European Works Councils (EWCs) were originally a pragmatic response by the workforce of multinational companies (MNCs) to globalisation/Europeanisation. Developed in the 1980s by means of informal contacts between workers’ representatives from various European countries, these bodies soon proved themselves able to cater for the information and consultation needs of both the workforce and company management. Shortly thereafter, in 1994, the EWC directive (94/45/EC) was adopted, coming into force on 22/09/1996 and thereby institutionalising the concept of transnational worker representation structures.

The main purpose of Directive 94/45/EC was ‘to ensure that the employees of Community-scale undertakings are properly informed and consulted when decisions which affect them are taken in a Member State other than that in which they are employed’ (Recital 11). As a form of company-level social dialogue, a contractual approach to EWCs was favoured. In order to invite social partners to negotiate voluntary solutions, a window of opportunity (from 22/09/1994 to 22/09/1996) was opened, allowing management and workers’ representatives to conclude agreements that would be exempt from the minimum standards of the directive.

The EWC legislation covers MNCs which employ at least 1000 workers in the EU/EEA and, at the same time, at least 150 staff in two or more Member States. Since the adoption of the legal framework EWC figures have been growing constantly, albeit at a somewhat erratic pace. Adoption of the directive 94/45/EC contributed also to the passing of other EU directives in this area, namely the SE directive 2001/86/EC and framework directive 2002/14/EC.

As from the moment of its adoption, however, directive 94/45/EC EWCs suffered from some major shortcomings. Most importantly, it lacked a clear definition of ‘information’, while the description of ‘consultation’ was also excessively vague. The quality of information and consultation was often poor, resulting in a number of cases in legal proceedings. This led to the long awaited review of the directive (which came 10 years late, see art. 15 of 94/45/EC), launched by the European Commission in 2008. The recast directive 2009/38/EC addresses some of the most flagrant shortcomings and offers improvements in some areas of EWC operation (see Its date of entry into force was 06/06/2011.

The ETUI pursues a wide range of activities relating to EWCs and offers a number of services.

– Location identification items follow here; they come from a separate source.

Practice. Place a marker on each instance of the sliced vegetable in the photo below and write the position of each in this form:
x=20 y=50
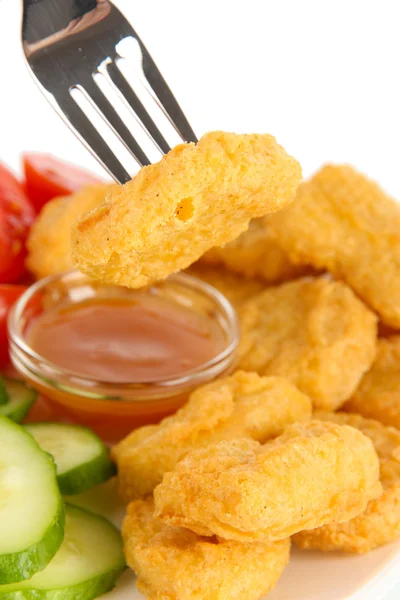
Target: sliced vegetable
x=20 y=400
x=16 y=217
x=82 y=460
x=48 y=177
x=8 y=295
x=31 y=507
x=88 y=564
x=3 y=392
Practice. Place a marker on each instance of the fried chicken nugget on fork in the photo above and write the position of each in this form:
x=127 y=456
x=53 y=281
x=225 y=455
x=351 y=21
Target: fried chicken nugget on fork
x=313 y=474
x=380 y=523
x=177 y=564
x=315 y=332
x=242 y=405
x=344 y=222
x=49 y=243
x=196 y=197
x=378 y=395
x=255 y=253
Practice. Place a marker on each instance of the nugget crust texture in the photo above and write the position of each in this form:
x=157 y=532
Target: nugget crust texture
x=243 y=405
x=255 y=253
x=196 y=197
x=343 y=222
x=313 y=474
x=177 y=564
x=378 y=396
x=380 y=523
x=315 y=332
x=49 y=242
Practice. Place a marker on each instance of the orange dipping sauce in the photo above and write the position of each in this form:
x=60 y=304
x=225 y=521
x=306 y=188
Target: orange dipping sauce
x=113 y=358
x=125 y=341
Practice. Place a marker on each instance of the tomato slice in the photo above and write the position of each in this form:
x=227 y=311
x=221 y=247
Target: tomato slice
x=8 y=295
x=47 y=177
x=16 y=217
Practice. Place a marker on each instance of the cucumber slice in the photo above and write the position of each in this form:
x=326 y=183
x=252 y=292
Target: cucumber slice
x=20 y=400
x=3 y=392
x=82 y=460
x=31 y=507
x=88 y=564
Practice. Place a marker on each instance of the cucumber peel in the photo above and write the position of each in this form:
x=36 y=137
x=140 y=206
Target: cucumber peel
x=20 y=399
x=82 y=459
x=88 y=564
x=31 y=507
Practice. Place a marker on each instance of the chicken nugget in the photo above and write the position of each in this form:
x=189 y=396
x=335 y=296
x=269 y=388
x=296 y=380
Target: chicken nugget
x=177 y=564
x=243 y=405
x=378 y=395
x=313 y=474
x=235 y=288
x=315 y=332
x=255 y=253
x=343 y=222
x=196 y=197
x=380 y=523
x=49 y=242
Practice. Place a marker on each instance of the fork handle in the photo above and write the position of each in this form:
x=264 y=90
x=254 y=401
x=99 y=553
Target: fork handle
x=53 y=16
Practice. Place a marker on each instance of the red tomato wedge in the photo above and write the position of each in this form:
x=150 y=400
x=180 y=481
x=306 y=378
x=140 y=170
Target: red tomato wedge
x=16 y=217
x=8 y=295
x=47 y=177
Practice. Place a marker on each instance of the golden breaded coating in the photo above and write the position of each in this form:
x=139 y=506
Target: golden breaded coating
x=49 y=242
x=315 y=332
x=378 y=395
x=196 y=197
x=243 y=405
x=177 y=564
x=235 y=288
x=255 y=253
x=313 y=474
x=380 y=523
x=345 y=223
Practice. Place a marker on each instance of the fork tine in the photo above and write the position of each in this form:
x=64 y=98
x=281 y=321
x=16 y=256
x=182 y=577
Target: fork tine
x=108 y=112
x=166 y=97
x=159 y=90
x=89 y=136
x=118 y=81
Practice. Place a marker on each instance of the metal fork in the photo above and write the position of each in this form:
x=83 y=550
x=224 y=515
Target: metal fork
x=95 y=71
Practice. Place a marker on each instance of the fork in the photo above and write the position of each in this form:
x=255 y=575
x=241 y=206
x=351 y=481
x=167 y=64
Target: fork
x=95 y=71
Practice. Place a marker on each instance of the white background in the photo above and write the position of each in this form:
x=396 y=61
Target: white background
x=322 y=76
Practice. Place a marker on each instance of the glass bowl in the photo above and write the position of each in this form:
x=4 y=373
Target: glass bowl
x=111 y=409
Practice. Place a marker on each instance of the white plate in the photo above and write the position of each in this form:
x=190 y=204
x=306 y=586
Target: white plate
x=309 y=576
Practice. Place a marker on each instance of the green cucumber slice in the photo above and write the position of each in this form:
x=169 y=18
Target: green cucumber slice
x=31 y=507
x=3 y=392
x=82 y=460
x=20 y=399
x=88 y=564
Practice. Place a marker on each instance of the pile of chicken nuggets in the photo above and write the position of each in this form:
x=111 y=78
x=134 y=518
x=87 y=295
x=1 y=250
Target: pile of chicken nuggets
x=300 y=444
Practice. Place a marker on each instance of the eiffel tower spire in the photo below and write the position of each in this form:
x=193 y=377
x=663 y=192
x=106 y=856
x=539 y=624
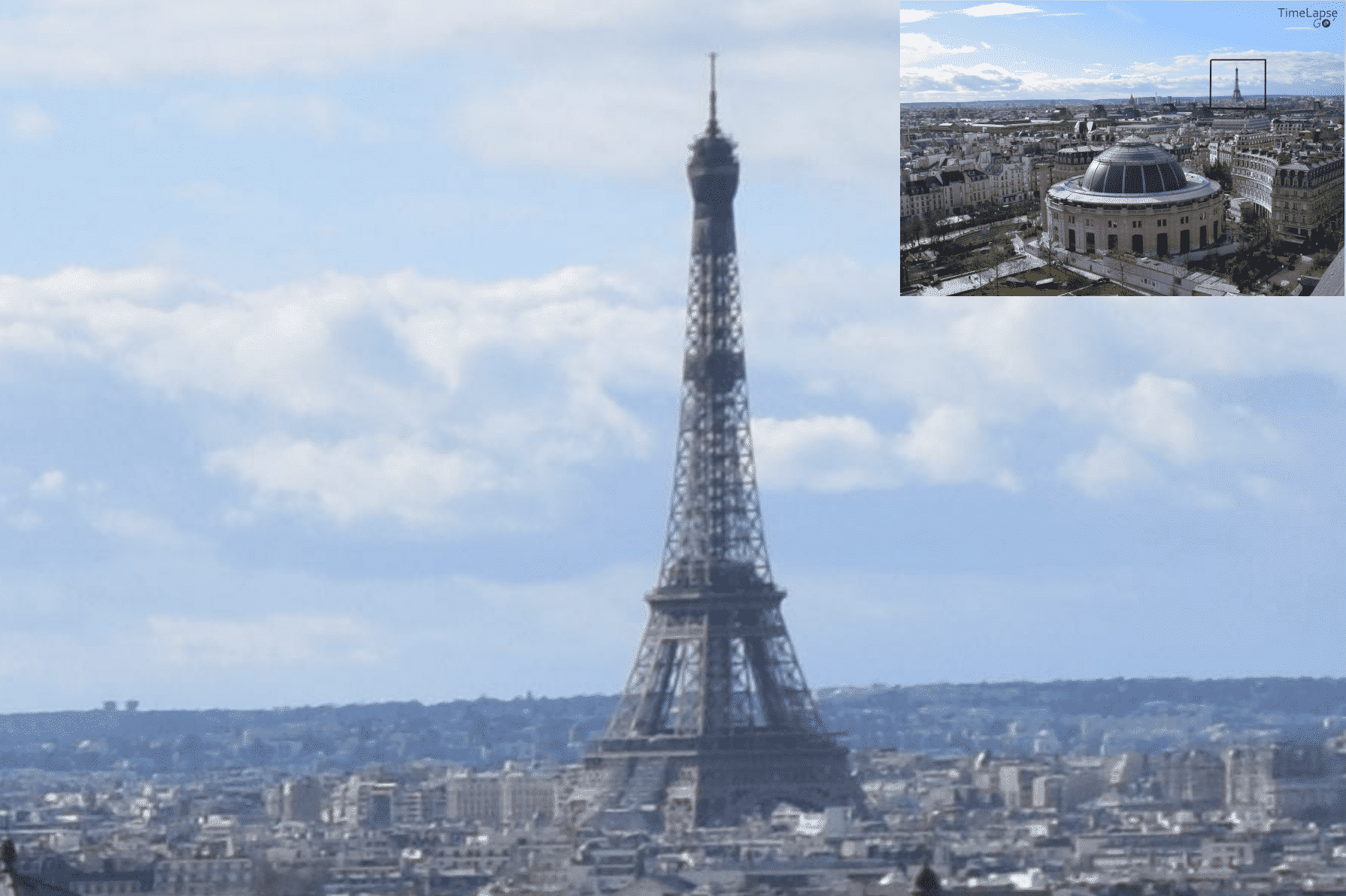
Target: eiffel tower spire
x=717 y=720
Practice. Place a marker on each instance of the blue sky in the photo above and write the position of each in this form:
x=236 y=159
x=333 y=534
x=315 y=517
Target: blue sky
x=339 y=352
x=1099 y=49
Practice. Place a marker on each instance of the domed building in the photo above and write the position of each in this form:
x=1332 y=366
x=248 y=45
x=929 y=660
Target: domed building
x=1136 y=198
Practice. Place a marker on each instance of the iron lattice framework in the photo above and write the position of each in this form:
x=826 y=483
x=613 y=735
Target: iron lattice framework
x=717 y=719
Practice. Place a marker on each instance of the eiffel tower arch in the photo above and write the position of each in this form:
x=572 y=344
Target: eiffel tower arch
x=715 y=722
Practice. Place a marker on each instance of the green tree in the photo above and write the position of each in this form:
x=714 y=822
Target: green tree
x=1221 y=174
x=1241 y=275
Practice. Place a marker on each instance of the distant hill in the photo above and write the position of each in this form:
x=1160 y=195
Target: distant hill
x=1006 y=717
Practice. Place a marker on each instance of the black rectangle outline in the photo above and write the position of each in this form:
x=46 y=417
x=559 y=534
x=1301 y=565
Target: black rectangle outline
x=1211 y=89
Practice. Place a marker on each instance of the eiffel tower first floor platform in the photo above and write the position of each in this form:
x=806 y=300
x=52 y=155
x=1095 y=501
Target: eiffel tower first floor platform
x=676 y=783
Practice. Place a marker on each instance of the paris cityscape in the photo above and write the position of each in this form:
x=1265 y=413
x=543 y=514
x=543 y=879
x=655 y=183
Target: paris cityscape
x=390 y=357
x=1007 y=192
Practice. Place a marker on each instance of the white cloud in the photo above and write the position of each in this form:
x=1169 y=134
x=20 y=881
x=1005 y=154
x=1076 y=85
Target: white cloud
x=274 y=640
x=395 y=396
x=846 y=454
x=131 y=38
x=1109 y=468
x=30 y=123
x=361 y=477
x=777 y=14
x=311 y=115
x=998 y=10
x=918 y=47
x=628 y=114
x=49 y=485
x=823 y=454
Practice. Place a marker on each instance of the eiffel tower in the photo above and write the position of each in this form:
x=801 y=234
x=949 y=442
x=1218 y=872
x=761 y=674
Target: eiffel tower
x=717 y=722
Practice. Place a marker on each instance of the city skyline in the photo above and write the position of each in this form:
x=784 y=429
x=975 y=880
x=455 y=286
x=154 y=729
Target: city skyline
x=966 y=51
x=341 y=350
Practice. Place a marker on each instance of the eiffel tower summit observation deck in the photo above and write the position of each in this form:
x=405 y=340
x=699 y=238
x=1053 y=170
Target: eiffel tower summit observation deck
x=717 y=722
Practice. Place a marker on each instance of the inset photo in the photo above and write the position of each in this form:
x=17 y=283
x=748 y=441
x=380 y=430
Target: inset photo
x=1165 y=147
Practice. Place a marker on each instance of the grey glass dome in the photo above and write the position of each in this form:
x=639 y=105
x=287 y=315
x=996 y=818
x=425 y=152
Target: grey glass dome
x=1134 y=166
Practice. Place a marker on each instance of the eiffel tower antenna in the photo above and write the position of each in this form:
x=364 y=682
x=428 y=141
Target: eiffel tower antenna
x=717 y=720
x=714 y=124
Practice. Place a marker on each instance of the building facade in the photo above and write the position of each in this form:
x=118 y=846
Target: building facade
x=1136 y=198
x=1306 y=194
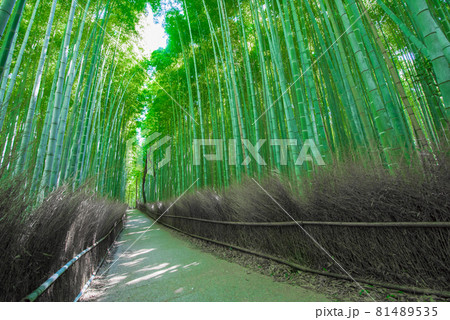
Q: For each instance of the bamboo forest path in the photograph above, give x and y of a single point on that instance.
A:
(162, 267)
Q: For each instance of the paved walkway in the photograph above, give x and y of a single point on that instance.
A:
(161, 267)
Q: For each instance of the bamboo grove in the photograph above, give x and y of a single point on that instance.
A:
(69, 93)
(364, 80)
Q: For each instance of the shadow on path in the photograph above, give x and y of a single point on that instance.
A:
(161, 267)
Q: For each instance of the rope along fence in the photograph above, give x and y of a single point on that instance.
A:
(283, 242)
(112, 235)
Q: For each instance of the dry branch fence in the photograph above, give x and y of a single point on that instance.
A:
(406, 256)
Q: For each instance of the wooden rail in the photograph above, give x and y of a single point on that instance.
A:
(322, 223)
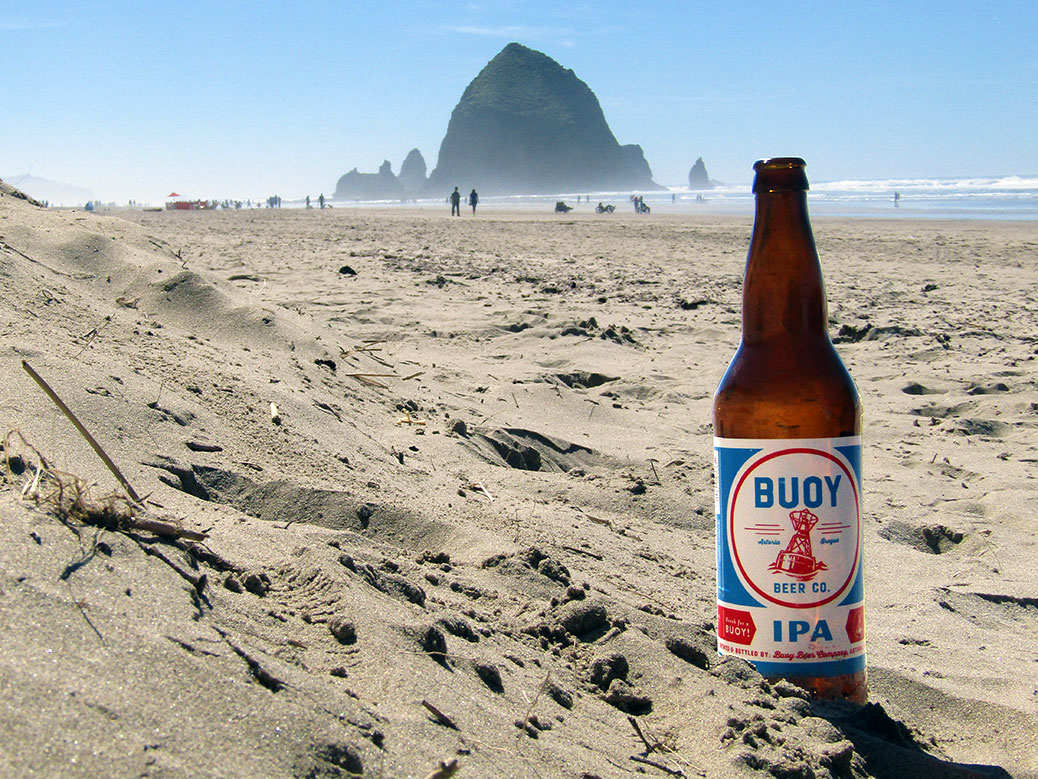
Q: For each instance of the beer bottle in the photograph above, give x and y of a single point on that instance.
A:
(787, 454)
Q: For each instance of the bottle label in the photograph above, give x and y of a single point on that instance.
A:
(790, 593)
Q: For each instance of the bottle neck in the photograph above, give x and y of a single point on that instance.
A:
(783, 293)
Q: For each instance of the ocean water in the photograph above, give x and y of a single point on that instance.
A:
(978, 197)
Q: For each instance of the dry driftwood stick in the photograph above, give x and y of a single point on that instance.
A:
(637, 729)
(439, 716)
(445, 771)
(661, 767)
(83, 431)
(160, 528)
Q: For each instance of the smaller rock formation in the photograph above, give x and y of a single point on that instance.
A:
(412, 172)
(380, 186)
(698, 178)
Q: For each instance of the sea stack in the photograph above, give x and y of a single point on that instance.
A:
(412, 171)
(527, 126)
(698, 178)
(380, 186)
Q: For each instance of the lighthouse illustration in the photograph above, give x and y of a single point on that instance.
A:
(797, 560)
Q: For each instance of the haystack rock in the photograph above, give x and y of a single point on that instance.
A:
(412, 172)
(380, 186)
(698, 178)
(528, 126)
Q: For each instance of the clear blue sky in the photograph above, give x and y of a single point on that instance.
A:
(236, 99)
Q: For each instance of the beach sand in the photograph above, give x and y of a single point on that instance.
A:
(480, 527)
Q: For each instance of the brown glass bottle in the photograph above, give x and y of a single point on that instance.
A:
(786, 381)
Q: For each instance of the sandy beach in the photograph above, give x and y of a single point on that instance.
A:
(424, 495)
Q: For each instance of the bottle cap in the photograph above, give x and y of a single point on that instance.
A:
(780, 175)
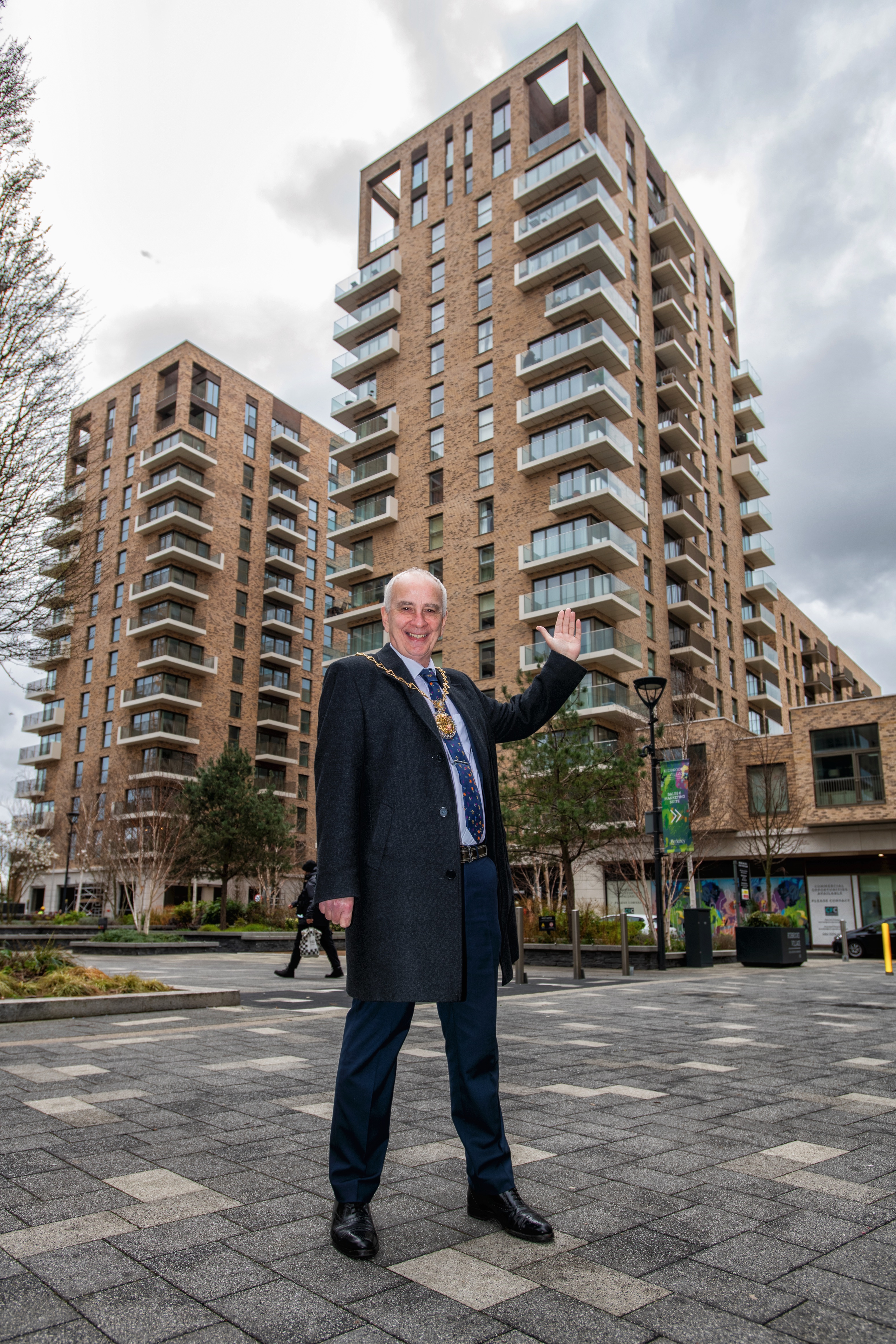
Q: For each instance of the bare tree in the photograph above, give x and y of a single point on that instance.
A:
(41, 343)
(772, 814)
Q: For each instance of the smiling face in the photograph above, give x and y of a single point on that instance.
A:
(416, 621)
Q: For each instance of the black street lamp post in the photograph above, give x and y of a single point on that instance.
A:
(73, 819)
(651, 693)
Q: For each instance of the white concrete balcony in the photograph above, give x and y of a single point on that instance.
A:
(583, 159)
(592, 390)
(608, 651)
(589, 248)
(680, 474)
(752, 482)
(745, 381)
(378, 350)
(601, 491)
(749, 414)
(593, 343)
(352, 525)
(41, 753)
(684, 560)
(593, 296)
(367, 436)
(758, 550)
(676, 390)
(45, 719)
(381, 273)
(179, 447)
(347, 331)
(174, 514)
(669, 229)
(596, 441)
(355, 402)
(604, 596)
(683, 517)
(190, 553)
(370, 475)
(755, 517)
(614, 706)
(602, 544)
(586, 206)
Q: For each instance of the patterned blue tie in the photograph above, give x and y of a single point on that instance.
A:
(472, 802)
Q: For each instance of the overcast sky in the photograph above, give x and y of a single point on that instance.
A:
(203, 185)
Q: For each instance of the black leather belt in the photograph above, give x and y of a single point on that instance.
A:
(471, 853)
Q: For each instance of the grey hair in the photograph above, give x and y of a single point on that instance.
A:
(416, 573)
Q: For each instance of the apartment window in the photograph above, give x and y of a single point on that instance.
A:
(502, 160)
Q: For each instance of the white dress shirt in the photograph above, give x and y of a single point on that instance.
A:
(416, 669)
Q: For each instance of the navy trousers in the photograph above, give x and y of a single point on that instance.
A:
(371, 1042)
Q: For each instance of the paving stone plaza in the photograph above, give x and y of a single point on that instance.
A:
(717, 1152)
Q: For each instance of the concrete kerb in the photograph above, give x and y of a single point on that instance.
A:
(97, 1006)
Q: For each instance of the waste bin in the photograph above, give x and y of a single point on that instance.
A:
(698, 937)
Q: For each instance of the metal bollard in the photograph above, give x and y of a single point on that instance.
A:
(519, 971)
(578, 974)
(624, 941)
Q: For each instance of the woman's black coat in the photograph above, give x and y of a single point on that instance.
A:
(388, 827)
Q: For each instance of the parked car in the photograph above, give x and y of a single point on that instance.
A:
(867, 941)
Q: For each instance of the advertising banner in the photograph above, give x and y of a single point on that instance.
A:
(673, 800)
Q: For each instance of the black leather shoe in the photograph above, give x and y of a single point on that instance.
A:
(512, 1213)
(352, 1232)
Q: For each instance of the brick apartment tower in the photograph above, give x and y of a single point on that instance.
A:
(547, 405)
(191, 510)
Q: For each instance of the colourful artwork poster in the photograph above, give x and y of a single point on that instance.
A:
(673, 799)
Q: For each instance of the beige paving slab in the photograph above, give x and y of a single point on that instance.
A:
(158, 1183)
(511, 1253)
(597, 1285)
(807, 1154)
(70, 1232)
(832, 1186)
(475, 1283)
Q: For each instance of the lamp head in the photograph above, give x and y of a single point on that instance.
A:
(651, 690)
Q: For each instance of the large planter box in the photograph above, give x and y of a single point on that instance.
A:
(770, 947)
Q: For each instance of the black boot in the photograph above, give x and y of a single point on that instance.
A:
(352, 1232)
(511, 1211)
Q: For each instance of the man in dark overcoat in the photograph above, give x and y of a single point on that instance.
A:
(413, 865)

Several research projects (EWC legislation, jurisprudence, agreements) and training activities are conducted, alongside the provision of website services, not least as a part of the European Workers’ Participation Competence Centre. The ETUI database of European Works Councils has been an important aspect of the ETUI’s work since the first EWCs began to be set up. Created in 1995 as a research project on multinational companies covered by directive 94/45/EC, it was gradually extended to include new components and grew to become one of the key sources of information on EWCs. As well as providing statistics on EWCs, the ETUI also analyses various aspects of their practice, of legislation, as well as of the content of EWC agreements, while also providing transnational overviews of selected aspects.

The ETUI also provides tailor-made training courses and expertise for European Works Councils, Special Negotiation Bodies (SNB), and SE Representative Bodies (SE RB), in close cooperation with the relevant Trade Union organisations on the national and European level (European Trade Union Federations).